К приходу Эдди она уже лежала без сознания.
У Маргарет, как определили врачи, в мозгу была опухоль, и ее угасание теперь походило на угасание любого человека в таком же положении: она проходила лечение, которое лишь смягчало течение болезни. Пучками выпадали волосы, утренний шум аппаратов радиационного облучения сменялся вечерней рвотой в больничной уборной.

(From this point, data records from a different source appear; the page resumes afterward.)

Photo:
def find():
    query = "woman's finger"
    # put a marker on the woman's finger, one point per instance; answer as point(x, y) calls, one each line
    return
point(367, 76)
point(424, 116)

А в последние дни, когда рак окончательно взял верх, врачи не находили ничего лучшего, как повторять: «Не напрягайтесь, отдыхайте». А когда она задавала вопросы, сочувственно кивали, точно их кивки были капающим из капельницы лекарством. Она понимала, что так было положено — вежливостью подменять беспомощность, но когда один из врачей посоветовал «привести в порядок все дела», она попросила, чтобы ее выписали из больницы. Не столько даже попросила, сколько потребовала.
Эдди помог ей подняться по лестнице и, пока она оглядывала квартиру, повесил ее пальто. Она хотела что-нибудь приготовить, но Эдди усадил ее и поставил на огонь воду для чая. Накануне он купил бараньи котлеты и теперь худо-бедно управлялся с обедом, на который пригласил еще нескольких друзей и сослуживцев, большинство которых, увидев землистое лицо Маргарет, восклицали нечто вроде: «Смотрите, кто вернулся!» — будто это была вечеринка по поводу ее возвращения из путешествия, а не прощальный обед.